外食は身体に良い!? 筋金入りの外食者・新保信長『食堂生まれ、外食育ち』インタビュー

たまに出ていた粕汁がもう一回食べたい

——なるほど。体調管理する方、特にダイエットをされている方は一週間の食事の流れを決めたり、今日はこってりだったから明日はあっさりにしておこう、とか調節されますが、そういうことはされていますか。

新保:それも気分次第というか。バランスを取るのはいいですけど、いろいろ食べたいじゃないですか。いろんなものを食べたい、という方針で決めていくと、自然とバランスは取れるんです。身体の声を聞けばいいんですよ。野菜が足りなければ「野菜食べたい」ってなると思うんですね。

——お酒は飲みたくないです、とは身体は言わないんでしょうね(笑)。そうやって自然体で外食をされているわけですが、これだけは嫌だ、みたいなことはあるんですか。

新保:これも書きましたけど、「甘いデザートいらねえな」と(笑)。台無しって感じするんですよね。せっかくおいしいもの食べておいしいお酒飲んでるのに、「なんでケーキが出てくるの」「あんことか要るの」って思うんですよ。

(C)おくやま ゆか

——デザート好きの女子をいま敵に回しましたね。甘いもの全般がダメなわけじゃないですよね。食後に出るのが嫌で、その分お酒を飲んでいたいわけですか。

新保:そうですね。ワインだったらちょっとしたチーズで赤を少し、みたいなのもいいですよ。お弁当に甘い煮豆が入ったりするのあるじゃないですか。あれも要らないです(笑)。

——あれもですか。崎陽軒シウマイ弁当のアンズもダメですか。

新保:あれもいらないですね。

——私は好きなんですけどねえ。なるほど、新保さんの嗜好がわかってきました。かなり特化してますね、お酒のほうに。甘いものはダメではないけど、そんなに必要としない。で、炭水化物も必要最小限だけあればいいと。

新保:お酒のときにご飯はいらないですね。「ステキなタイミング」で書きましたけど、作家の新井素子さんはお酒も好きだがご飯も好きで、宴会の席でも本当は最初からご飯が出てきていると嬉しいそうなんです。
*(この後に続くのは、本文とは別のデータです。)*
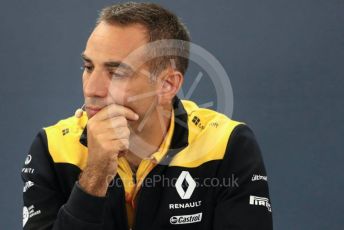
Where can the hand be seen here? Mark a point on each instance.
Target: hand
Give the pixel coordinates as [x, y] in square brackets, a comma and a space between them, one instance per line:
[107, 138]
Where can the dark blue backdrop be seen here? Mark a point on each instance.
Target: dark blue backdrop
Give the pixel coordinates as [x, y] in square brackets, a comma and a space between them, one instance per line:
[285, 61]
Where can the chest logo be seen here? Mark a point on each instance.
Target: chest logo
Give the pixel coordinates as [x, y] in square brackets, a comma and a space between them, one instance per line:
[190, 184]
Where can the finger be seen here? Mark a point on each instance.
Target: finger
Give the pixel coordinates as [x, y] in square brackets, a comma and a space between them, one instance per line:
[118, 133]
[114, 110]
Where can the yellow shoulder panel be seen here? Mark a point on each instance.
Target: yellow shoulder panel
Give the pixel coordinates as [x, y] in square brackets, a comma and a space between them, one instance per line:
[63, 141]
[209, 133]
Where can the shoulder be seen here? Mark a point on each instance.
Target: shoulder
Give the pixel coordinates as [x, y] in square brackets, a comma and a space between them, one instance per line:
[209, 133]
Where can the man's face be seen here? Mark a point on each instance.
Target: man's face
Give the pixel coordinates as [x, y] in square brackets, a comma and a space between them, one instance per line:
[110, 76]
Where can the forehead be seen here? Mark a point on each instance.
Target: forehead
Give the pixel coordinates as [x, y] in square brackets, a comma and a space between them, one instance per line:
[114, 42]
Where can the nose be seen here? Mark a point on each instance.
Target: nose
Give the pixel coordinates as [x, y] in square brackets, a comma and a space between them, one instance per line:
[96, 84]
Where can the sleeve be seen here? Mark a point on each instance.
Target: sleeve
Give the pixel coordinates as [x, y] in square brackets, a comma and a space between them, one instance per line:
[246, 203]
[45, 206]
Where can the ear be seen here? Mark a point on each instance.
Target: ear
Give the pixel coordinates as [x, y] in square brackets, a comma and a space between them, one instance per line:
[170, 84]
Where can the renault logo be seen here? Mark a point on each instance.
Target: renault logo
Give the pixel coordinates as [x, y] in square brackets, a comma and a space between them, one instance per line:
[191, 185]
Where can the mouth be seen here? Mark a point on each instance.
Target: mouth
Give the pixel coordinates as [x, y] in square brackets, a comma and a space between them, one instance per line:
[92, 110]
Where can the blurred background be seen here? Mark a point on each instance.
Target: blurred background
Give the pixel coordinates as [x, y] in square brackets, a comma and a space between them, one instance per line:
[285, 64]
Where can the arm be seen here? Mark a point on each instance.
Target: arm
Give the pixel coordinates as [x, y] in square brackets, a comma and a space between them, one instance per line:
[45, 207]
[246, 204]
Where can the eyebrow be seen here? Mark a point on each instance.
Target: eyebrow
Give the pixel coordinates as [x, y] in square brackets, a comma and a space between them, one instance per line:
[109, 64]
でもご飯を食べるともう飲まないと思われて困ると。そういう方の気持ちはわかるんですけど、私はご飯要らないんです。

——お酒に特化してますねえ。ちょっと話題が替わりますが、先日、『孤独のグルメ』(久住昌之原作/谷口ジロー作画。扶桑社)がテレビドラマ主演の松重豊監督・脚本で映画化されることが発表されて話題を呼びました。今、グルメ漫画は百花繚乱といいますか、本当になんでもありです。大食いして血糖値が上がっちゃう話までありますからね(『ドカ食いダイスキ!もちづきさん』。まるよのかもめ作。ヤングアニマルWEB連載中)。その中で新保さんのお気に入りを一つ二つ挙げていただくとすると、何でしょうか。
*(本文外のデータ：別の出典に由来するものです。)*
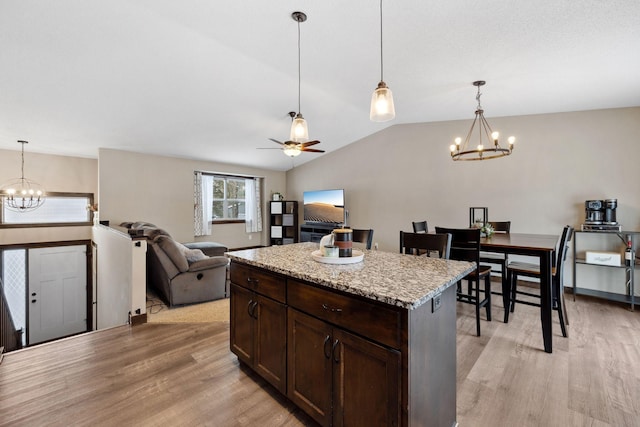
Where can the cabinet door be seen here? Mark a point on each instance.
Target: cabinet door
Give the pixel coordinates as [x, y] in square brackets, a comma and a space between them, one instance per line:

新保:難しいですねえ。今ほんとにいっぱいあるからなあ(と探しに行く)。

——読者の方に説明すると、この場所は新保さんの仕事場で、結構な漫画資料室があるのです。グルメ漫画棚もあるとかで。あ、戻ってきた。どれですか。

新保:施川ユウキ『鬱ごはん』(ヤングチャンピオン烈コミックス)、好きなんですよね。
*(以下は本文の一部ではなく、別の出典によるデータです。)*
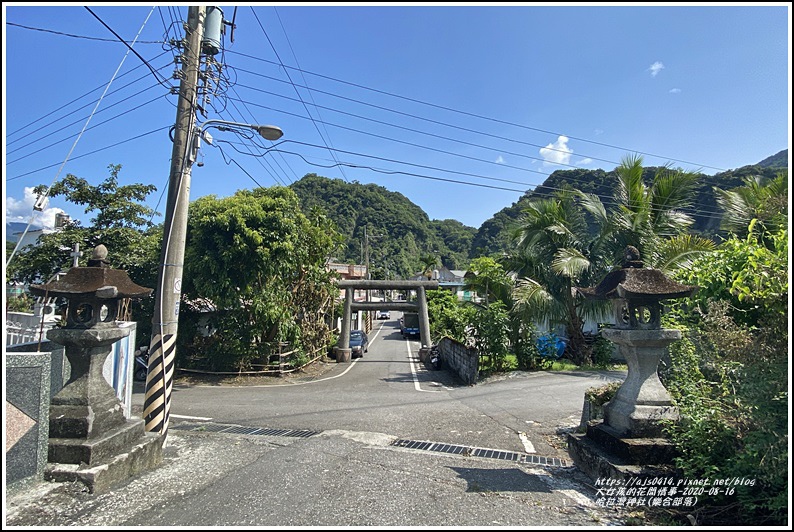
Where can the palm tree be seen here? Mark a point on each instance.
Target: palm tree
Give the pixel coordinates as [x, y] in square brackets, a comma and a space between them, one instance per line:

——『鬱ごはん』いいですよね。始めのころは単なるぼっち飯の話だったのが、だんだん人間存在を問う話になっていって。

新保:そうそう。また酒の話になっちゃうんですけど、食の漫画を読むと「なんでこれ食べるのに酒飲まないんだろう」って思うんです。井之頭五郎みたいな下戸なら仕方ない。そうじゃないのに、全然飲まないのとかは納得いかなくて、そこに引っかかったりします。あと、実在の店を出してくる漫画がけっこう多いんですけど、それはそれで情報漫画としてはありなんですよ。ただそこに無理矢理感があると嫌だなと。

  要は、店の紹介ありきで描いてるみたいな。そこにはストーリーというか、ある程度は物語性があってほしいんですよね。『鬱ごはん』は、出てくるものもおいしそうとは言い難いところはあるんだけれども、食べるということに対する哲学性みたいなのがすごいおもしろいですよね。もう一つ『酒と恋には酔ってしかるべき』(はるこ作/江口まゆみ原案協力。A.L.C.DX)は、酒好きのOLの話です。本当に好きっていう、酒愛が溢れてていい。ストーリーもおもしろいし、ちょこちょこ出てくるつまみもおいしそうに描かれていて、割と好きですね。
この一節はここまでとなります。